The EU’s green fuels law: A clean shift for EU transport fuels?
T&E recommendations for the Renewable Energy Directive review
The Renewable Energy Directive (RED) is the main EU legislation that regulates the use of renewable fuels in Europe. But it has been a disaster to date.
It set a high target of 10% for renewables in transport in 2020 for each country. But the right sustainability safeguards were not put in place, meaning crop based biofuels like palm and soy oil became the dominant biofuels. This led to widespread deforestation, biodiversity loss and more CO2 emissions than the fuels they replaced.

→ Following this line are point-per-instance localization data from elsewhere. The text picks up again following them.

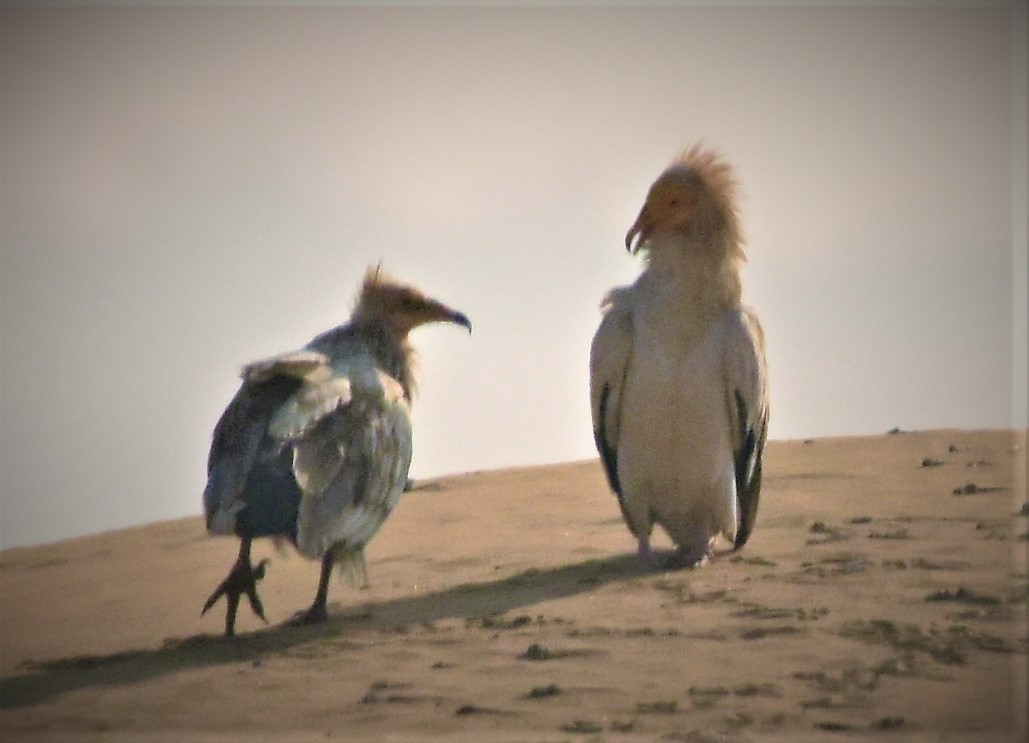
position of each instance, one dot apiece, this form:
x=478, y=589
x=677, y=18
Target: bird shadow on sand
x=44, y=680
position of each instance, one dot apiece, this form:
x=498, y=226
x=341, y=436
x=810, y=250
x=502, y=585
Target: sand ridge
x=882, y=596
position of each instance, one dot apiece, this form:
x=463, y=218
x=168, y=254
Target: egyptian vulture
x=677, y=377
x=315, y=447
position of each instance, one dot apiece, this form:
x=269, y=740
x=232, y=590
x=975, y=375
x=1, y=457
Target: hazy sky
x=185, y=189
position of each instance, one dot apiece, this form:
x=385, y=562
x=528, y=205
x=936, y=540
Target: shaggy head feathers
x=690, y=212
x=400, y=307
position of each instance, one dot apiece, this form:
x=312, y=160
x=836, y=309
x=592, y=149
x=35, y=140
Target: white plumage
x=677, y=376
x=316, y=445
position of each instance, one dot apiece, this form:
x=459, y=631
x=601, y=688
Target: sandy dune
x=883, y=596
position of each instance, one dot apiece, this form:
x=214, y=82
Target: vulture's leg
x=644, y=554
x=241, y=579
x=318, y=610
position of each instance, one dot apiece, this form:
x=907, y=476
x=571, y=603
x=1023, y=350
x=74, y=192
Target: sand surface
x=882, y=597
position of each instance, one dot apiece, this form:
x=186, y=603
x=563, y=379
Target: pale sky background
x=185, y=189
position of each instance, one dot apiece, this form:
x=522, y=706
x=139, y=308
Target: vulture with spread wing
x=315, y=447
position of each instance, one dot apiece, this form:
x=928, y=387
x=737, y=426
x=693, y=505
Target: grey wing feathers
x=746, y=379
x=345, y=430
x=609, y=355
x=235, y=445
x=354, y=465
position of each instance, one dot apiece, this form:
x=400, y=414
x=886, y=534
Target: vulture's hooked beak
x=459, y=318
x=638, y=233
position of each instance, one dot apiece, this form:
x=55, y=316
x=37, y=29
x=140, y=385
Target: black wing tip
x=608, y=455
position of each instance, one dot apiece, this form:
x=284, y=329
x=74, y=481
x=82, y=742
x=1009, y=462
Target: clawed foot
x=241, y=580
x=681, y=558
x=313, y=615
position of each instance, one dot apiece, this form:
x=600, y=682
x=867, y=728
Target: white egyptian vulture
x=677, y=377
x=315, y=447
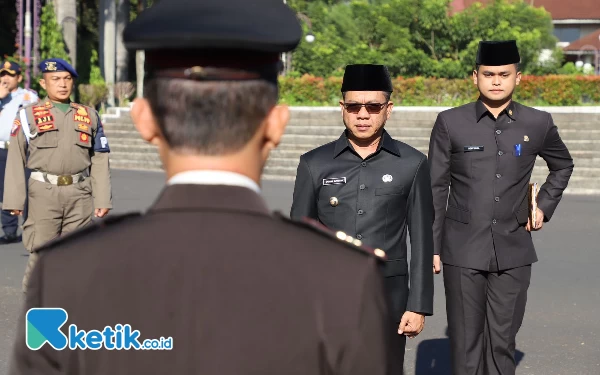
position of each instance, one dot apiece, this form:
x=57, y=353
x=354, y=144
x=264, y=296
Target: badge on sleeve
x=100, y=140
x=15, y=129
x=334, y=181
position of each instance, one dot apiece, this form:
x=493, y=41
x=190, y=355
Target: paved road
x=561, y=331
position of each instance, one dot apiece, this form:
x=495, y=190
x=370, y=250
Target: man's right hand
x=437, y=264
x=3, y=91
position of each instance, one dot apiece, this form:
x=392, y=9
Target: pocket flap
x=84, y=139
x=83, y=128
x=395, y=267
x=392, y=190
x=48, y=139
x=458, y=214
x=522, y=215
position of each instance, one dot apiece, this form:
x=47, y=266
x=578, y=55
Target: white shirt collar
x=214, y=178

The review of the RED, proposed in July, as part of the Fit for 55 package, is a unique opportunity to accelerate the use of genuinely renewable fuels for the long-term decarbonisation of transport – renewable electricity, renewable hydrogen and e-fuels.

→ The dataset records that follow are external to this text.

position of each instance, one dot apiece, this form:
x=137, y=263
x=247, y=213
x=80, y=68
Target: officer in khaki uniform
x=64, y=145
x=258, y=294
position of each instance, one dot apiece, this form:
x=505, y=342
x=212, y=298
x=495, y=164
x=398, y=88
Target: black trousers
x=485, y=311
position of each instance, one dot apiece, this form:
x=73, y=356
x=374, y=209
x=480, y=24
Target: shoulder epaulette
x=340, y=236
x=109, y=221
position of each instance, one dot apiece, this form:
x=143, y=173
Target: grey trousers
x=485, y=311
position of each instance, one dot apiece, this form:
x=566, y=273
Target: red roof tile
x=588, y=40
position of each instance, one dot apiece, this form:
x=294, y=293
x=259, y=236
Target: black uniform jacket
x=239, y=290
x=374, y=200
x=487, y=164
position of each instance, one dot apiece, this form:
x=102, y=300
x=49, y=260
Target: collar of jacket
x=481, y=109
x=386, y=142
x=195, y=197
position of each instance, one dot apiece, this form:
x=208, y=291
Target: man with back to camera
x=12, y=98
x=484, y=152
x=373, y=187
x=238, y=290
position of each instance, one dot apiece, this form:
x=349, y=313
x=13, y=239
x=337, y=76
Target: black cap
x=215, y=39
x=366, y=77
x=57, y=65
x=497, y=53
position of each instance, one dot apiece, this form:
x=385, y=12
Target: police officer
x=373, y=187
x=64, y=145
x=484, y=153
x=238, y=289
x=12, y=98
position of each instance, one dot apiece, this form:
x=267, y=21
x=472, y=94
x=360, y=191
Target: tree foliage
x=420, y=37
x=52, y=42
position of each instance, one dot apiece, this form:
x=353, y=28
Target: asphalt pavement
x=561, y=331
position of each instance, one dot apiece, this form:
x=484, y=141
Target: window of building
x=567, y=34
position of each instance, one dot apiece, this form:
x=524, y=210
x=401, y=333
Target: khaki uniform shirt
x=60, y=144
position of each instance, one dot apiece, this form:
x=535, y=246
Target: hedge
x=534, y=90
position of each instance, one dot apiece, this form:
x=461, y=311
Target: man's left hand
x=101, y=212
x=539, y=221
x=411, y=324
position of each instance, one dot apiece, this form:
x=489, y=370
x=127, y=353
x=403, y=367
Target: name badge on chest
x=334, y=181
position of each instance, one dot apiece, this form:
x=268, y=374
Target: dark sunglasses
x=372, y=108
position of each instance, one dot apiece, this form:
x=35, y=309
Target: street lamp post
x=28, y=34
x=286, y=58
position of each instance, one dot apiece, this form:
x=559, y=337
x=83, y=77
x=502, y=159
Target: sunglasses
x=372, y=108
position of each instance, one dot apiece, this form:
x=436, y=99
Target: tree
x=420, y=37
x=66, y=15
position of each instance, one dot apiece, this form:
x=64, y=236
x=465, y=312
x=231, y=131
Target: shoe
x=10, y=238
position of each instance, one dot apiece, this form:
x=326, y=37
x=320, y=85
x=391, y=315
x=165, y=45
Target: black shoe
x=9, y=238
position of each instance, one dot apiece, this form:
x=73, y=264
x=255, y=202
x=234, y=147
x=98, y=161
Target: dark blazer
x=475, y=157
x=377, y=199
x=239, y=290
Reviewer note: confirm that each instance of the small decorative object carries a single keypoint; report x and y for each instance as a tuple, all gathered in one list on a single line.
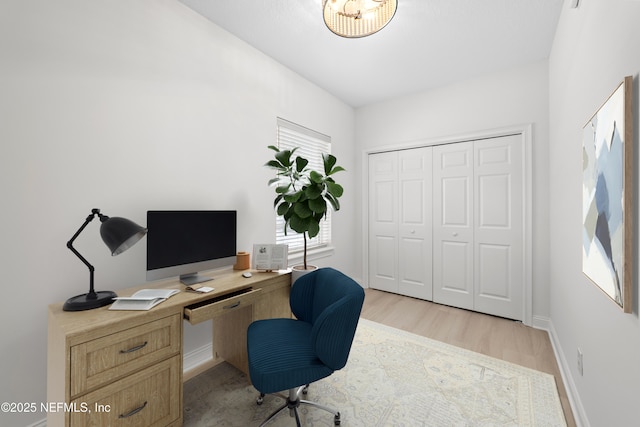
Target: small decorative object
[(358, 18), (119, 234), (607, 189), (243, 261), (270, 257), (304, 195)]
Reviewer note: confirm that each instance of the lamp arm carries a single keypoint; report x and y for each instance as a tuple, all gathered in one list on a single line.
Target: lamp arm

Compared to the current RED, the Commission’s proposal does create new incentives for electricity and renewable fuels of non-biological origin (RFNBO). But it doesn’t make any meaningful changes to fix the failed biofuels rules.
T&E’s latest position paper outlines a number of recommendations for the new RED:
- Reward renewable electricity by expanding its scope to private charging and incentivise EV charging with additional renewable electricity.
- Support an ambitious but lower RFNBO target, reduced from the proposed 2.6% to 1.6% to match the 2030 demand for RFNBOs in aviation and shipping.
- Phase-out palm and soy by 2022 at the latest.
- Remove all crop biofuels, including intermediate crops, from the target by 2030 at the latest.
- Exclude unsustainable advanced biofuels, like Crude Tall Oil.
- Ensure that targets in ReFuelEU (Aviation) and FuelEU (Maritime) are harmonised with the RED targets to avoid driving unsustainable volumes of alternative fuels.